The 591 women, most in their 40s, were premenopausal when the study began. As Cohen's team followed them for up to five years, 365 of the women passed into perimenopause. These women were three times more likely than premenopausal women to develop the symptoms of major depression, Cohen says. About a quarter of them became depressed.

If women had bothersome hot flashes, they were six times more likely to be depressed. "This isn't just a little bit of sadness; it's the real McCoy," Cohen says.

Other studies have checked women's hormone levels and found the hormonal roller coaster of perimenopause can spur depression and anxiety. Perimenopause can last four years or more and begins, on average, at the age of 47, Cohen says.

Conventional wisdom until a few years ago held that menopause — when periods have stopped for a year — left women depressed. New research is finding no evidence for that, Cohen says.

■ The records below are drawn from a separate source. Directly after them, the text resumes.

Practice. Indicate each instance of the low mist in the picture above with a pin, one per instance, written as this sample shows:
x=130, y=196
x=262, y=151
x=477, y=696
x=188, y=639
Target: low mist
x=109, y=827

Most women sail through the transition without major mood swings. But Cohen says more research is needed to find out how many develop mental-health problems during the shift into menopause, and what might put women at high risk.

Certain groups of women appear to suffer more than others. Those who have trouble making ends meet reported having worse hot flashes than affluent women in the Study for Women's Health Across the Nation (SWAN).

Hot flashes also correlated with worse mental health.

"But depressed women tend to rate lots of things as more bothersome," so it's hard to say if their hot flashes were worse or just seemed that way because of poor mental health, says University of Pittsburgh psychologist Karen Matthews, a SWAN researcher.

Women reported more depressive symptoms in early perimenopause, Matthews says. "By the time 12 months had gone by with no periods, they looked just like they had before."